A public dataset of speeches in the Hansard. The dataset provides information on each speech of ten words or longer, made in the House of Commons between 1980 and 2016, with information on the speaking MP, their party, gender and age at the time of the speech. The dataset also includes all speeches of ten words or more made from 1936 to 1979. The dataset contains a total of 4,212,134 speeches and 773,585,770 words. It can be accessed through Zenodo, and is distributed under a Creative Commons 4.0 BY-SA licence. It is currently available as a CSV file, if you would like other formats please get in touch.

Sentiment Classification

The speeches have been classified for sentiment using a total of five libraries from the R packages sentimentr, syuzhet and lexicon. The libraries are:

  1. The AFINN library by Finn Årup Nielsen, labelled afinn. The AFINN library was accessed through the syuzhet package.

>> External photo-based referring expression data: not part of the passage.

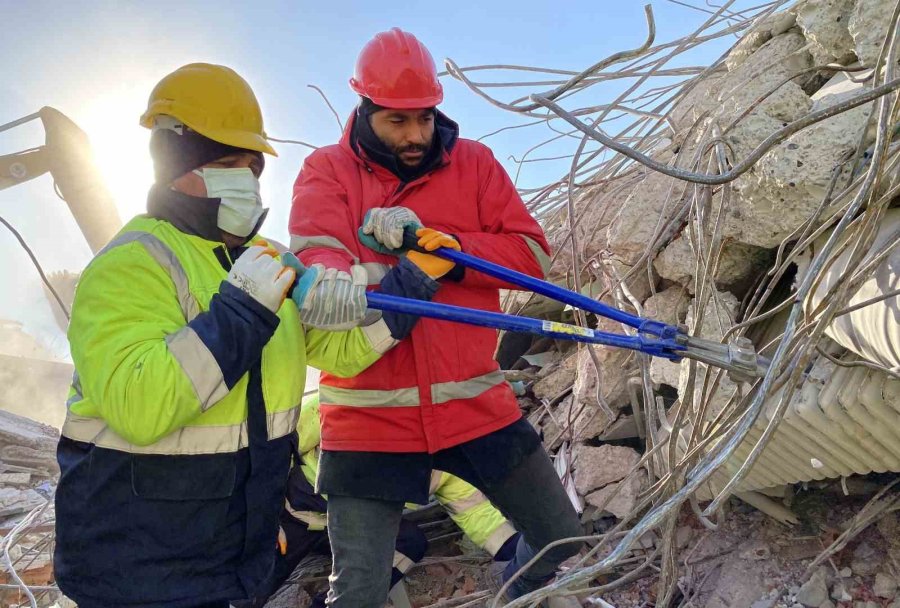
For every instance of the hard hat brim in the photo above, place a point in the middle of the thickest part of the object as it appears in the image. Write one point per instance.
(412, 103)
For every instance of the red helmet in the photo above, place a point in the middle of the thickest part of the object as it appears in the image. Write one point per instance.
(395, 70)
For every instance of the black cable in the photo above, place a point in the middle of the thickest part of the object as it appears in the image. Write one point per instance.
(37, 265)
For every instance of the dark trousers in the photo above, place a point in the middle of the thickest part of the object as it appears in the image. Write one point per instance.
(409, 540)
(530, 495)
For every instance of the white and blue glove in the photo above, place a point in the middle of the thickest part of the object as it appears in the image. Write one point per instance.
(386, 225)
(328, 298)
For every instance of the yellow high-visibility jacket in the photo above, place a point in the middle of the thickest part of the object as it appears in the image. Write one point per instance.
(181, 422)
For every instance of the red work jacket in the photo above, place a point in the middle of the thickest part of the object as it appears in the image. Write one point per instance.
(441, 386)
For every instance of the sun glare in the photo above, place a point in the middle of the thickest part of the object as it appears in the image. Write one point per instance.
(120, 146)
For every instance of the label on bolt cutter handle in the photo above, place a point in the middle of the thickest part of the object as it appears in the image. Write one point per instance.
(565, 328)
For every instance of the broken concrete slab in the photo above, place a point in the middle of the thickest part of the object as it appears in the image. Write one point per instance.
(614, 373)
(558, 380)
(814, 591)
(737, 263)
(596, 467)
(825, 24)
(618, 499)
(652, 203)
(868, 25)
(768, 27)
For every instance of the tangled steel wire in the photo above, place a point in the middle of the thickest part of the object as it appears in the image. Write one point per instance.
(684, 448)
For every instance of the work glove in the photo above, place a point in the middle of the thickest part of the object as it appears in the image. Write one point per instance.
(386, 225)
(328, 298)
(429, 239)
(258, 274)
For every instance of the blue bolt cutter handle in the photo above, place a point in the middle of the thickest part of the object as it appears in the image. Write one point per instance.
(652, 346)
(667, 341)
(545, 288)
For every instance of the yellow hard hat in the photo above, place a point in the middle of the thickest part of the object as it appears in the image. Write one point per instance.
(213, 101)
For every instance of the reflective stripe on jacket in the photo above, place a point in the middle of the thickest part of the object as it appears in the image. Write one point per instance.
(180, 423)
(441, 386)
(466, 505)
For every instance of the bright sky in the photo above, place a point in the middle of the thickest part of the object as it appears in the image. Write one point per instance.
(97, 62)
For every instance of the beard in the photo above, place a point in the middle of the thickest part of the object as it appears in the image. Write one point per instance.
(422, 150)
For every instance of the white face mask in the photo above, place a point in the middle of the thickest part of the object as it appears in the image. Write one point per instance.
(241, 205)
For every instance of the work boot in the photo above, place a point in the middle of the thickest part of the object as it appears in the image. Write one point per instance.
(496, 579)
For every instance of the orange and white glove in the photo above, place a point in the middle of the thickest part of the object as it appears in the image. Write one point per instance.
(258, 274)
(429, 239)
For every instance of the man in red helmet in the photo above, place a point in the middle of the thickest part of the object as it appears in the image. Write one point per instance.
(438, 399)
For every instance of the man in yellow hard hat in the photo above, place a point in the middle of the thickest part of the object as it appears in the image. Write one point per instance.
(191, 367)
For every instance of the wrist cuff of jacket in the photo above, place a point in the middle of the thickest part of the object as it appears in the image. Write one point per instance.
(406, 280)
(235, 329)
(379, 335)
(457, 273)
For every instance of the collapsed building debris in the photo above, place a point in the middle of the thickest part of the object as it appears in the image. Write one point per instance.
(752, 198)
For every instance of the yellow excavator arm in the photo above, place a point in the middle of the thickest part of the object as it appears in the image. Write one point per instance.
(67, 156)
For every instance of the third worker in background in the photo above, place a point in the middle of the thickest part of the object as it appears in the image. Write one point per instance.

  2. The Opinion Mining, Sentiment Analysis and Opinion Spam Detection dataset by Bing Liu, Minqing Hu and Junsheng Cheng, labelled bing. The Bing library was access through the syuzhet package.

  3. The NRC Word-Emotion Association Lexicon, library by Saif M. Mohammad, labelled nrc. The NRC library was access through the syuzhet package.

  4. The Sentiwords dataset, created by Stefano Baccianella, Andrea Esuli, and Fabrizio Sebastiani. The Sentiwords library was accessed through the library was accessed through the lexicon package.

  5. The Hu & Liu dataset, by Minqing Hu and Bing Liu, labelled Hu. The Hu & Liu library was accessed through the sentimentr package.

Summary Statistics

I have produced summary statistics of mean sentiment and speech length, for each MP, and by party, party group and gender. Download all four tables in one XLSX workbook.

Dataset Variables

Variable Description Data Type (R)
id ID for each speech, corresponding to the parlparse ID character
speech The actual text of the speech character
word_count The word count of the speech numeric
speech_date The date the speech was made date
year The year the speech was made factor
afinn_sentiment The afinn sentiment score numeric
afinn_sd The standard deviation of the afinn score numeric
bing_sentiment The bing sentiment score numeric
bing_sd The standard deviation of the afinn score numeric
nrc_sentiment The nrc sentiment score numeric
nrc_sd The standard deviation of the afinn score numeric
sentiword_sentiment The sentiword sentiment score numeric
sentiword_sd The standard deviation of the afinn score numeric
hu_sentiment The hu sentiment score numeric
hu_sd The standard deviation of the afinn score numeric
proper_id The ID used by the Member’s Names Information Service (only applicable after 1980) character
proper_name The MP’s name (only applicable after 1980) factor
house_start_date The date the MP was first elected to the House of Commons (only applicable after 1980) date
date_of_birth MP’s date of birth (only applicable after 1980) date
gender One of Male or Female (only applicable after 1980) factor
party The political party the MP belonged to at time of speech (only applicable after 1980) factor
age Age at time of speech (only applicable after 1980) numeric
party_group (only applicable after 1980) factor
ministry Identifier for the government at time of speech factor
government An indicator if the the MP is a member of the governing party (or parties), or in the opposition (only applicable after 1980) factor

Methodology

The parlparse project provides scraped xml files of Hansard debate going back to 1936, and assigns an ID to each speaker. However, I could not find where the IDs assigned are linked to other information, such as constituencies or parties, or the MNIS ID system used by parliament. Long-serving MPs may also have dozens of these IDs assigned to them, and they are not consistently linked together. There are also substantial numbers of speeches where there is no ID assigned a speaker, and they are classified as ‘unknown’. I created a table with every possible combination of name and ID, and matched the speakers in that table to their MNIS ID, using a mixture of exact string, approximate string and manual matching. The information in this table was then matched to the complete list of speech IDs. In the case of commonly used names (e.g. the two Labour MPs named John Smith who were both members of the house between 1989 and 1992) I manually identified which MP was actually speaking by locating adjacent Hansard records where their full name, constituency or ministerial title was used. In a handful of cases I had to use the content of their speech and any adjacent speeches to provide further clues to an MPs identity.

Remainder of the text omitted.